Technology choices determine overall data platform capabilities. Therefore, technology choices that are both standardized across the organization and future-proofed for all necessary data capabilities must be practically addressed. Improper technology decisions can easily result in data products that increase technical debt over time.
Data Mesh isn’t designed to consolidate all enterprise-wide data into a single report: While the overarching goal is data accessibility, there should be freedom within a framework. In Data Mesh, data ownership and data skills are distributed among cross-functional domain teams, so key elements, such as a consistent metadata framework and common platforms remain part of a successful implementation of Data mesh.
When is a company ready to adopt a Data Mesh strategy?
It depends on how prepared the company is. But it also depends on who you’re talking to. A Chief Data Officer who’s built a massive central organization may not be ready for Data Mesh because they will need to first establish how to federate those functions. But most business leaders understand the need to democratize the data asset towards the edges and the business because they’re often frustrated with the centralized approach.
You also need to know what has to happen at an engineering level to be able to control and govern the mesh, because if you don’t set it out correctly, it can turn into the Wild West. So there’s a series of steps to follow.
The first step is to conduct an architecture review to define any core components of a potential Data Mesh architecture that the company already owns and how they can be leveraged to start empowering people to build product teams.
Is there a centralized team that can create the platform on which the Data Mesh will be built? That platform has to be there from the beginning. Infrastructure is what enables distributive capability.
Ensure that the project has the support and engagement of the business and the stakeholders in order to succeed at all levels.
Does the project have the necessary investment to build the Data Mesh as well as the capabilities to manage it? Because both are essential.
Once these steps have been completed, it’s time to start building the product teams.

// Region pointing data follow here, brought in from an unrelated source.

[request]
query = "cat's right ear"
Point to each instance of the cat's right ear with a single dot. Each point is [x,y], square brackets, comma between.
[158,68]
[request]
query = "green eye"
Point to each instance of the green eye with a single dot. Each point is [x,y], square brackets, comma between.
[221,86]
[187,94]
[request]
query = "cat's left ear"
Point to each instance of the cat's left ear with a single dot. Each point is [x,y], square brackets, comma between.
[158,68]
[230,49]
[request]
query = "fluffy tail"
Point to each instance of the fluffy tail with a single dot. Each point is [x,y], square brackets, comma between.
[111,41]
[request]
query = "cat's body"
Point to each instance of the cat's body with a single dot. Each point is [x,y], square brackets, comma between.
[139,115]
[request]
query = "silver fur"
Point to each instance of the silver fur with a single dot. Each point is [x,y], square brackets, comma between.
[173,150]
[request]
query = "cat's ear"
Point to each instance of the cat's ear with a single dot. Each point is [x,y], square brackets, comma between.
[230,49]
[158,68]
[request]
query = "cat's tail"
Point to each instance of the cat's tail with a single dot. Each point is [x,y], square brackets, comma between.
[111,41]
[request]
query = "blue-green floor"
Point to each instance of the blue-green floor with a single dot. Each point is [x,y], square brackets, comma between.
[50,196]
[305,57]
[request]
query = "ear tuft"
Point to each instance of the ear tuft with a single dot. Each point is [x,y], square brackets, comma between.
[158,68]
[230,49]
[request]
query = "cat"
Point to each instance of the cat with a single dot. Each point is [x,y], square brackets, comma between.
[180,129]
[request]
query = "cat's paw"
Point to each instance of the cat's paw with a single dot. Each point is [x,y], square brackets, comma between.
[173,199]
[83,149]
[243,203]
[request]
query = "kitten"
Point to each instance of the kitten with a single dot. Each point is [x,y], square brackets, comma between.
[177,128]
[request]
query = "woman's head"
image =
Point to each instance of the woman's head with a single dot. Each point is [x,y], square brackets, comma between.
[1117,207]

Transitioning to a Data Mesh is an incremental journey because all the elements you already have – data lakes, data warehouses – need to connect to the Data Mesh, they can’t be discarded. People will want that information and the value and governance that’s already wrapped around them.
What kinds of companies are successfully deploying Data Mesh?
Right now, Data Mesh is being successfully adopted in the financial services sector. ING is a good example. It makes sense for banks to use Data Mesh – it supports stronger data governance, so it offers increased security. With Data Mesh, fraud detection systems don’t need to connect to other systems and pull the same data every day. Instead, organizations can create domain-focused data products that their anomaly detection experts can use to create better models and outcomes.
Zalando, which is Europe’s leading online platform for fashion, decentralized their data in 2020 and turned their massive data lake into a Data Mesh. As for other sectors, we’ll have to see how it goes on a case-by-case basis. Because any business case you create for Data Mesh will need to be tailored to the organization’s – and the sector’s – specific challenges, and those are in constant flux.
Data management strategies are always evolving and organizations need to be prepared to adapt to changes in order to stay competitive. Data Mesh is a way to break down the silos of unwieldy monolithic architecture systems and decentralize data for end-to-end accountability and scalability. Whether Data Mesh is right for your business – or not, or not yet – is the question.